ImmutableServer
tags:
Automated configuration tools (such as CFEngine, Puppet, or Chef) allow you to specify how servers should be configured, and bring new and existing machines into compliance. This helps to avoid the problem of fragile SnowflakeServers. Such tools can create PhoenixServers that can be torn down and rebuilt at will. An Immutable Server is the logical conclusion of this approach, a server that once deployed, is never modified, merely replaced with a new updated instance.

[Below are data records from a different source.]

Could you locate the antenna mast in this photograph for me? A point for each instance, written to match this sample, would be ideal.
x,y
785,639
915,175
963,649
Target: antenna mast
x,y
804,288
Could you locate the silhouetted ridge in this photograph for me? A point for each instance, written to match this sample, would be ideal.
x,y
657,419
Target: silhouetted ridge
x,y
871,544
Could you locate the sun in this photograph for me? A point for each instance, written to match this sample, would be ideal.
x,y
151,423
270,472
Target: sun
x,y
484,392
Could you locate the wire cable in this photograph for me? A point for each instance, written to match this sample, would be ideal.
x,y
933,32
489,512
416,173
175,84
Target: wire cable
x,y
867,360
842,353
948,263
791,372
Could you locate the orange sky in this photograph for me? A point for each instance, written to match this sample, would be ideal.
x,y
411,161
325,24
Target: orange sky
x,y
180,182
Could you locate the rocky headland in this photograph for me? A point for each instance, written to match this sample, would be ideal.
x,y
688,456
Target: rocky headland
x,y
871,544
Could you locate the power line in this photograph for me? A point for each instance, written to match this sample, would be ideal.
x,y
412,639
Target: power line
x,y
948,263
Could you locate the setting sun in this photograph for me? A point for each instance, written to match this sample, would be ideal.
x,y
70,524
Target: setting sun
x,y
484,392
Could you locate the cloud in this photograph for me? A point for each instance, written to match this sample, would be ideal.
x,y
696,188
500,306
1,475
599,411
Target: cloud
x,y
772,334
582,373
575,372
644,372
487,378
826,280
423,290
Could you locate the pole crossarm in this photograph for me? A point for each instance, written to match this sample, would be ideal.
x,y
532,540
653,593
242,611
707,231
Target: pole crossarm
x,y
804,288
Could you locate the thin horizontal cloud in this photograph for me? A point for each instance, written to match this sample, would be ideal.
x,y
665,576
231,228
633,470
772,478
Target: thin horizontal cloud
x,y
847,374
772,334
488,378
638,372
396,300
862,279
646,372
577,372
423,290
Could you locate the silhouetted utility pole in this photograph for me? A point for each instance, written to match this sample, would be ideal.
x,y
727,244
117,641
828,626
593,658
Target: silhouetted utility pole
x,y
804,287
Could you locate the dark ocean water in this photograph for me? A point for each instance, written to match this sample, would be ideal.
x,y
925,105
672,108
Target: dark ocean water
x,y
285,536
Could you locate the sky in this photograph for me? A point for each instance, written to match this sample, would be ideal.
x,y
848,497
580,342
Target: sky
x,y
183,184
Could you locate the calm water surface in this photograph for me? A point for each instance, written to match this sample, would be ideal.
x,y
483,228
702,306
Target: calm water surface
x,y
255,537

Automated configuration tools are usually used with ConfigurationSynchronization where you leave a server running for a potentially long period of time, repeatedly applying configuration to bring it into line with the latest specification. In theory servers can be allowed to run indefinitely, and they'll be kept completely consistent and up to date. In practice it's not possible to manage a server's configuration completely, so there is considerable scope for configuration drift, and unexpected changes to running servers.
This is where a PhoenixServer is helpful.
By frequently destroying and rebuilding servers from the base image, 100% of the server's elements are reset to a known state, without spending a ridiculous amount of time specifying and maintaining detailed configuration specifications.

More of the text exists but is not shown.